Dans le cas d'Haïti, il appert que la bévue de l'entreprise ne reflète pas la réalité, dit M. Godin. Gildan a offert des fonds, de la nourriture et des vêtements aux victimes. Elle est parmi les entreprises les plus généreuses au Québec, bien que sa taille soit moins importante que Desjardins ou la Banque Nationale, par exemple. Et Gildan compte poursuivre ses activités en Haïti, une fois les usines reconstruites.

Il y a 10 ans, faire produire ses biens dans les pays en développement suscitait la grogne. Mais en 2010, qui peut jeter la pierre à Gildan, maintenant que la majorité des industriels survivent grâce à leur production en Chine?

Bref, l'entreprise montre patte blanche. Et côté chiffres, elle se débrouille plutôt bien. Les années 2008 et 2009 n'ont pas été faciles, notamment en raison de la récession. Mais l'entreprise remonte la pente, si bien qu'à la mi-février, 10 des analystes financiers qui suivaient Gildan recommandaient d'acheter le titre et sept de maintenir leur position. Aucun ne suggérait de vendre.
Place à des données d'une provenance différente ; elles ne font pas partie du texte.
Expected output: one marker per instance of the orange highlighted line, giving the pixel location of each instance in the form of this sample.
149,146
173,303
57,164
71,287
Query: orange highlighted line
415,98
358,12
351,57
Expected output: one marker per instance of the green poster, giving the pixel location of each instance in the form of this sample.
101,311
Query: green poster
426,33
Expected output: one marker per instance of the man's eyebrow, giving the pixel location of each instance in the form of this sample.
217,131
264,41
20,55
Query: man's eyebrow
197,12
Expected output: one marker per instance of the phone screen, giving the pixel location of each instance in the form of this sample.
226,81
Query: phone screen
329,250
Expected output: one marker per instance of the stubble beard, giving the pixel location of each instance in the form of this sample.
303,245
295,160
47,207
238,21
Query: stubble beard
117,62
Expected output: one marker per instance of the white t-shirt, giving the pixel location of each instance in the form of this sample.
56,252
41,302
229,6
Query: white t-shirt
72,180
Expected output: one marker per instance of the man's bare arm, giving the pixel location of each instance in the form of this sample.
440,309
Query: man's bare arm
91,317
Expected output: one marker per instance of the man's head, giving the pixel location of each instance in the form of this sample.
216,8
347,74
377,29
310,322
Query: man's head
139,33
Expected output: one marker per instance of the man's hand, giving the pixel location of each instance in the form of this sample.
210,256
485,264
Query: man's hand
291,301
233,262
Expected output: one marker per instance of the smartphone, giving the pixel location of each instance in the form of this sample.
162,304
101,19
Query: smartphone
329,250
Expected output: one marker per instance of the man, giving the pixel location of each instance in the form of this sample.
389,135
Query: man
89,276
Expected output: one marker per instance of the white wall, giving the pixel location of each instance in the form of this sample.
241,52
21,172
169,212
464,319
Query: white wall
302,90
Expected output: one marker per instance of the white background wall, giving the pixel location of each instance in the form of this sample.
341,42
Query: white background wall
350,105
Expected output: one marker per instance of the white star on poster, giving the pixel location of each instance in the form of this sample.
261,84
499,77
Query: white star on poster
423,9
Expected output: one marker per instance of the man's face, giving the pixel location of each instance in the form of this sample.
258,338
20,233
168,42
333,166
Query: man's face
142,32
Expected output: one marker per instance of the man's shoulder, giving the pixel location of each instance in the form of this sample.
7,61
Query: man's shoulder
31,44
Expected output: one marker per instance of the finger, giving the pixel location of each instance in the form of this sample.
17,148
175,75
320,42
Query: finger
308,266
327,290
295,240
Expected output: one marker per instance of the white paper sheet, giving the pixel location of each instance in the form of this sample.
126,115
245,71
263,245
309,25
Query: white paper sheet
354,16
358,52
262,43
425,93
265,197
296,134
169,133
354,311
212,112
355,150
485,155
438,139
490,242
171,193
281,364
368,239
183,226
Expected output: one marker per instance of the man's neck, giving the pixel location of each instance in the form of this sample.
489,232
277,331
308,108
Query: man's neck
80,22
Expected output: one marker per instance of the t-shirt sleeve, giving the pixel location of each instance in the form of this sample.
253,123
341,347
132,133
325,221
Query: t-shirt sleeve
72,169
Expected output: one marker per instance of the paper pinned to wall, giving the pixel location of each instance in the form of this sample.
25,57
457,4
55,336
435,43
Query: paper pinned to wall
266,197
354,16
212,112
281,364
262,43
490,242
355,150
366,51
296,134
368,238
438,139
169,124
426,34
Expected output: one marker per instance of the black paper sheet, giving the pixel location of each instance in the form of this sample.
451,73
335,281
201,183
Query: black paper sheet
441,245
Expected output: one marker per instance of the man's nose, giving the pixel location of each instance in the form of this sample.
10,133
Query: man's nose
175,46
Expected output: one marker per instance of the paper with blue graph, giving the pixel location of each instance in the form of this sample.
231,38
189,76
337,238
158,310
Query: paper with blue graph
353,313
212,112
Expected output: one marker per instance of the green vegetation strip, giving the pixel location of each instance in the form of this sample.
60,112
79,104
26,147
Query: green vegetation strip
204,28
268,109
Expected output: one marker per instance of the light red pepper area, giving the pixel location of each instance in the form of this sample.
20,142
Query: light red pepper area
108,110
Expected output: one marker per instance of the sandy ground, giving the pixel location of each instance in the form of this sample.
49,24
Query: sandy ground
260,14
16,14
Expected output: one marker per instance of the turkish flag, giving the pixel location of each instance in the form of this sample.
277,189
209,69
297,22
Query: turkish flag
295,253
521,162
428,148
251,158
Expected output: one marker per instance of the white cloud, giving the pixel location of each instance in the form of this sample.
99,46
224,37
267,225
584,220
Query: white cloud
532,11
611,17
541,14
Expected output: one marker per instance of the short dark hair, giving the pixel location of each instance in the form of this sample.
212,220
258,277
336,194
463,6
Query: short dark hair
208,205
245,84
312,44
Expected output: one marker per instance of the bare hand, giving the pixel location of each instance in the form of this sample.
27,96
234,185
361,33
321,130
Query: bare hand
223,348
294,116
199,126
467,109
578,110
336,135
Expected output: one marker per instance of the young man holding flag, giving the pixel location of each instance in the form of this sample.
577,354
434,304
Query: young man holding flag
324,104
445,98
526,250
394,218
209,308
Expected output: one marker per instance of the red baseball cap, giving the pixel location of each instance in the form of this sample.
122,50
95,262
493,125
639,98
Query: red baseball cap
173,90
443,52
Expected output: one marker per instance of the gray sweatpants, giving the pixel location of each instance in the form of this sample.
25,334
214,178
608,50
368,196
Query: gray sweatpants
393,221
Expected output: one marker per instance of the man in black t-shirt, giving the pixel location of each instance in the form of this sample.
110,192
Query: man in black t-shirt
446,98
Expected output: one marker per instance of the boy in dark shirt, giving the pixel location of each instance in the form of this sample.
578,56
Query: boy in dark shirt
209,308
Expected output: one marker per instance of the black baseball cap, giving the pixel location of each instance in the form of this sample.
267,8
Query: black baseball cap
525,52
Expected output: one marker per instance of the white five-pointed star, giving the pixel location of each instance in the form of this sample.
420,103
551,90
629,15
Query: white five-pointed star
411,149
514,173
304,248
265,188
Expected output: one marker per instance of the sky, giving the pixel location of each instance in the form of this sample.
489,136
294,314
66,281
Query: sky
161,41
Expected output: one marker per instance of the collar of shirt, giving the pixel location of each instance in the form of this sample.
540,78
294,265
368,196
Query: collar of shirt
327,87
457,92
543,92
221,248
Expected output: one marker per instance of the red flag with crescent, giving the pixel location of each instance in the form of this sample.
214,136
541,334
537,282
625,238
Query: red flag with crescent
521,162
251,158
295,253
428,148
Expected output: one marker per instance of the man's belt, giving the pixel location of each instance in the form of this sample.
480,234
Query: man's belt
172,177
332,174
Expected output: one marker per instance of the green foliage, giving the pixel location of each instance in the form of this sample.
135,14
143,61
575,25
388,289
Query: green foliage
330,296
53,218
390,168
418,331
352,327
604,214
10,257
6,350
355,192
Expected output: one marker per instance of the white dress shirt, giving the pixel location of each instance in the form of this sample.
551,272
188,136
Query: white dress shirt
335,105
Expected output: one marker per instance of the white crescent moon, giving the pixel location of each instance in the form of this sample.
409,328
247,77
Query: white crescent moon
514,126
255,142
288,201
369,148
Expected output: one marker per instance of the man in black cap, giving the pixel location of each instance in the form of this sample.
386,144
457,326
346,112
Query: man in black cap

Pour certains, le titre est cher, mais d'aucuns reconnaissent à Gildan d'avoir atteint son but: fabriquer au plus bas coût possible. «Ils ont révolutionné l'univers du t-shirt et ils veulent maintenant faire la même chose dans les sous-vêtements et les bas», dit M. Godin.

Au dernier trimestre, terminé le 31 décembre 2009, les ventes et les profits de Gildan ont été supérieurs à ce que prévoyaient les analystes. Les ventes ont atteint 220,4 millions US, en hausse de 19,8% sur le même trimestre de l'année précédente, et le bénéfice par action a été de 24 cents US.

Avant de soustraire les impôts, les intérêts et l'amortissement, le bénéfice d'exploitation s'est élevé à 44,4 millions durant le trimestre (BAIIA). Pour l'année complète, l'analyste Hugues Bourgeois, de la Financière Banque Nationale, s'attend à des ventes de 1,2 milliard US et un BAIIA de 234,4 millions US. L'analyste estime à 61,3% la part de marché de Gildan aux États-Unis dans le commerce de gros de ses produits (t-shirts, vêtements en coton molletonné, etc.).

«Nous croyons que l'histoire fondamentale de Gildan demeure intacte, drainée principalement par des gains de parts de marché dans le commerce de gros», écrit l'analyste Vishal Shreedhar, de UBS.

Avec une telle part de marché, la croissance de l'entreprise passe inévitablement par d'autres segments d'affaires. Pour Hugues Bourgeois, elle viendra surtout du commerce de détail.

Pour le moment, Gildan vend essentiellement ses t-shirts aux distributeurs. Ces derniers ajoutent souvent des logos ou autres motifs imprimés aux t-shirts avant de les revendre aux détaillants. Gildan veut maintenant augmenter ses ventes directes à des détaillants comme Wal-Mart.

Une usine au Vietnam?

Pour Vishal Shreedhar et Christian Godin, l'international est aussi une avenue importante de croissance. Gildan a d'ailleurs manifesté son intention de pénétrer l'Europe et l'Asie, où ils sont peu présents.

La direction a récemment révélé vouloir construire une méga-usine en Asie, où elle pourrait employer 20 000 personnes, autant que dans ses installations des Caraïbes. L'investissement pourrait avoisiner les 300 millions de dollars.

Gildan a les moyens de ses ambitions. L'entreprise n'a qu'une dette de 3,4 millions US, un niveau lilliputien considérant ses ventes prévues de 1,2 milliard US en 2010. Selon l'analyste Hugues Bourgeois, Gildan pourra donc faire de tels investissements sans émettre de nouvelles actions.

En somme, l'avenir est rempli de défis pour Gildan et son équipe de direction, dirigée par le PDG Glenn Chamandy et le chef des services financiers Laurence G. Sellyn.

«Le titre de Gildan est un investissement à très long terme, basé sur la vision de l'équipe de direction», dit Christian Godin, dont la firme Montrusco Bolton détient des actions depuis plusieurs années.